If I understand right what you did is you got a circle surrounding the player that renders in custom depth, and you then use that to mask out the part of the screen where you can see the level as usual, with the rest being black. Right?

Blurring in a material is doable, but usually requires quite a few offsets and operations and is unlikely to look perfect. If you really want to go that way look up some blurring material setups from UDK (same as UE4 in this regard). I would personally consider changing your approach though.

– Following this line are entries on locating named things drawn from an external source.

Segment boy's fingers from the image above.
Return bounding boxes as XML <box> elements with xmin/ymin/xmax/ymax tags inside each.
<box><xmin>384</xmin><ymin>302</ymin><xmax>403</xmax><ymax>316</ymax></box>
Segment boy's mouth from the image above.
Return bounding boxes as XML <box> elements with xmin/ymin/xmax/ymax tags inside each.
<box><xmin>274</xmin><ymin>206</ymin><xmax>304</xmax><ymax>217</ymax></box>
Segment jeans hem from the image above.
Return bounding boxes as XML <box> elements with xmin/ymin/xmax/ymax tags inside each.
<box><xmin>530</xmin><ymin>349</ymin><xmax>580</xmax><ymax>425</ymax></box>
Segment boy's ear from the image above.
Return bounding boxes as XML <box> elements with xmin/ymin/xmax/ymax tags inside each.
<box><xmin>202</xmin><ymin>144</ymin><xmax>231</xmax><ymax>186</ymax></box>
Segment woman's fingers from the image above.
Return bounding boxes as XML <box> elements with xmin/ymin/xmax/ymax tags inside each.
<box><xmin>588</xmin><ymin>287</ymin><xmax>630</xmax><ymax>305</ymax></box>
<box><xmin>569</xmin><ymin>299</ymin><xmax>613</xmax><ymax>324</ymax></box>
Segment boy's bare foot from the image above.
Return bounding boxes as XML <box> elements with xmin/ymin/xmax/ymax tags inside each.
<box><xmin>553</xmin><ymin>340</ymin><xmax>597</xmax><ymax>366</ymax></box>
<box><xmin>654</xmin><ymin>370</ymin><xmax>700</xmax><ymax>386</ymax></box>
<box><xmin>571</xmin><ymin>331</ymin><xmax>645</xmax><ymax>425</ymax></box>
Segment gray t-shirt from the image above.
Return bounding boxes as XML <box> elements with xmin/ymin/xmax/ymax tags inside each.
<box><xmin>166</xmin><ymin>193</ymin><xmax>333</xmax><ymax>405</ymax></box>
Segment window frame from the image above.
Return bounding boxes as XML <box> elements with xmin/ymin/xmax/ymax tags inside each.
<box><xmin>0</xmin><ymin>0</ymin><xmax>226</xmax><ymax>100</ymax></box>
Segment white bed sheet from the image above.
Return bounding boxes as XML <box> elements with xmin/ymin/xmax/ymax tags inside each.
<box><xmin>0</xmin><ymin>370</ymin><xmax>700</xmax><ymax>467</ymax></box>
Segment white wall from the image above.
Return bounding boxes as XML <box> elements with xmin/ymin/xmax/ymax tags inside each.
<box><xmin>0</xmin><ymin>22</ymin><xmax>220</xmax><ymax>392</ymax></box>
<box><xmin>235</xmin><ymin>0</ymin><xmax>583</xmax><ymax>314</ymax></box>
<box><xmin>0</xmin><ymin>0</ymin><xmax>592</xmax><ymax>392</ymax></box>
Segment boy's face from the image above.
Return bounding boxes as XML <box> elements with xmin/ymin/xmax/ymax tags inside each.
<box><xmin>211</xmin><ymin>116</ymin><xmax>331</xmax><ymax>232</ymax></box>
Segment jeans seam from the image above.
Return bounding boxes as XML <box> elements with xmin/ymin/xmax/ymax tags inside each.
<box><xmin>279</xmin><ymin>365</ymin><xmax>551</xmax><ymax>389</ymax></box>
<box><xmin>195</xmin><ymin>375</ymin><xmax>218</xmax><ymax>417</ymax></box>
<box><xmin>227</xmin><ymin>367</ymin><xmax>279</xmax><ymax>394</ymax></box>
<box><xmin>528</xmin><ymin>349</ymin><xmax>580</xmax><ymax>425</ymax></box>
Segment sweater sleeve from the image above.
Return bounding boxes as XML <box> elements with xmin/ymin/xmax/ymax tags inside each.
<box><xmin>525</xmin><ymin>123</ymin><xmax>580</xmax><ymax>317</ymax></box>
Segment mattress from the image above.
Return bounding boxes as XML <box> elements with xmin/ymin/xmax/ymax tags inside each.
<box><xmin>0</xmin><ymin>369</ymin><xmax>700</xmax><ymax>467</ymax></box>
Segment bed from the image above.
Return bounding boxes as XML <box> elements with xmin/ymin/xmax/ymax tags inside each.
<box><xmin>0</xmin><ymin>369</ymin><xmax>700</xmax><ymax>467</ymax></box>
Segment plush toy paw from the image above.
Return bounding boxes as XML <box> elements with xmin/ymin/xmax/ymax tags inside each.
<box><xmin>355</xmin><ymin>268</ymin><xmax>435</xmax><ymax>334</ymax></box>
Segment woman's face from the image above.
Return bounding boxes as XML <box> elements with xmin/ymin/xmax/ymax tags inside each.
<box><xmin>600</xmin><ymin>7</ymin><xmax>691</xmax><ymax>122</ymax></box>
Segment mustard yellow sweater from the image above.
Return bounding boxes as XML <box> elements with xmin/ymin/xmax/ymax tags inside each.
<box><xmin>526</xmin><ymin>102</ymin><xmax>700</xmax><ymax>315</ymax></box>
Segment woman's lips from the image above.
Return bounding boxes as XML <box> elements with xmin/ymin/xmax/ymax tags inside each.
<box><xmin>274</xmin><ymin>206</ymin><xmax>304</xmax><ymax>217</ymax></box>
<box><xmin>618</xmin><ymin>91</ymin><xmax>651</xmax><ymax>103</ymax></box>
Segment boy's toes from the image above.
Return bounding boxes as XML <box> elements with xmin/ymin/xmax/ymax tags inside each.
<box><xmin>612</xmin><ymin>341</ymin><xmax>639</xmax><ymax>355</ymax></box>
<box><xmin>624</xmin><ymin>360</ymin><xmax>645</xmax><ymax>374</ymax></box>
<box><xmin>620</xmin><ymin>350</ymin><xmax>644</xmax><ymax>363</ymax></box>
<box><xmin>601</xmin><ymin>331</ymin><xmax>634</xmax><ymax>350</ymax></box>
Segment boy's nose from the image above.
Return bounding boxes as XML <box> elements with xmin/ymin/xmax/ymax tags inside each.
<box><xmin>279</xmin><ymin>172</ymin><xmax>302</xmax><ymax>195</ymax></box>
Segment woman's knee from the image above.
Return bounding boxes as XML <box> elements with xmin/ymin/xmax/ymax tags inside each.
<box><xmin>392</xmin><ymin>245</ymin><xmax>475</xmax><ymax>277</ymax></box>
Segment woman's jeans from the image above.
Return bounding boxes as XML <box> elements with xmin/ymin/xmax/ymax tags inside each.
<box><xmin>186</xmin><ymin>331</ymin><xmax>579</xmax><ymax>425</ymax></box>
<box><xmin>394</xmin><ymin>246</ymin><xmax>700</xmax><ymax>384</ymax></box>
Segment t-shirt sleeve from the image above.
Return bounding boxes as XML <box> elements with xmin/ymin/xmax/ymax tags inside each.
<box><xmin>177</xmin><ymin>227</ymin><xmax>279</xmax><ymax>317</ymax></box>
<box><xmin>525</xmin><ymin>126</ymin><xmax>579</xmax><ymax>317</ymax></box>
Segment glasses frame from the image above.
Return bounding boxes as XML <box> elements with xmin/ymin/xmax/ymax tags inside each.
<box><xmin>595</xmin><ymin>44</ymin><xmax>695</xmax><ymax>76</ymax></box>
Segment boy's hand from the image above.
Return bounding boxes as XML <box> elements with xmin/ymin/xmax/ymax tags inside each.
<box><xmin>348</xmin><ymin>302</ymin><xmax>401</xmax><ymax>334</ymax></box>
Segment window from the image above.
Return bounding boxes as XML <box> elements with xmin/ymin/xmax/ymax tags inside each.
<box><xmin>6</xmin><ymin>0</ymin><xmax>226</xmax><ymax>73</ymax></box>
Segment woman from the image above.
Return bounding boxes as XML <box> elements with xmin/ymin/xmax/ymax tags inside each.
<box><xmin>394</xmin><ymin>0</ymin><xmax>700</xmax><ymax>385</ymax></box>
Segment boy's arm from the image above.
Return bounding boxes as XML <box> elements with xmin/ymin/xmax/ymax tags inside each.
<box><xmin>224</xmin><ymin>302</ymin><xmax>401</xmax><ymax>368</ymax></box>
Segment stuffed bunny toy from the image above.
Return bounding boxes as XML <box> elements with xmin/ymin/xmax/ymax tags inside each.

An alternative way would be to use a Spheremask. That one has a build in softness factor and also creates a circle. So map the position of that circle to the position of the player, and you should also get it to work. Your main challenge would be in how to map it to the post processing material.

Your options are:

-Giant plane covering the level, only becomes translucent where spheremask is located (this would not even use post process material)
-You make a material function and map this spheremask on all materials in your game. You will need to use a blueprint script to continuously pass on the position of the player to the Spheremask using a material collection in this case. This may be the best way to go. This too would not use the post process material.
-If the player is always in the center of the screen, it is easy also. You’d just need to spheremask the center of the screen and you’d be set. This method would still use the post process blendable material setup. Alternatively you could calculate the conversion of where the player is on the screen vs center of the camera and then move the spheremask accordingly. That would allow you to move the player away from the center of the screen.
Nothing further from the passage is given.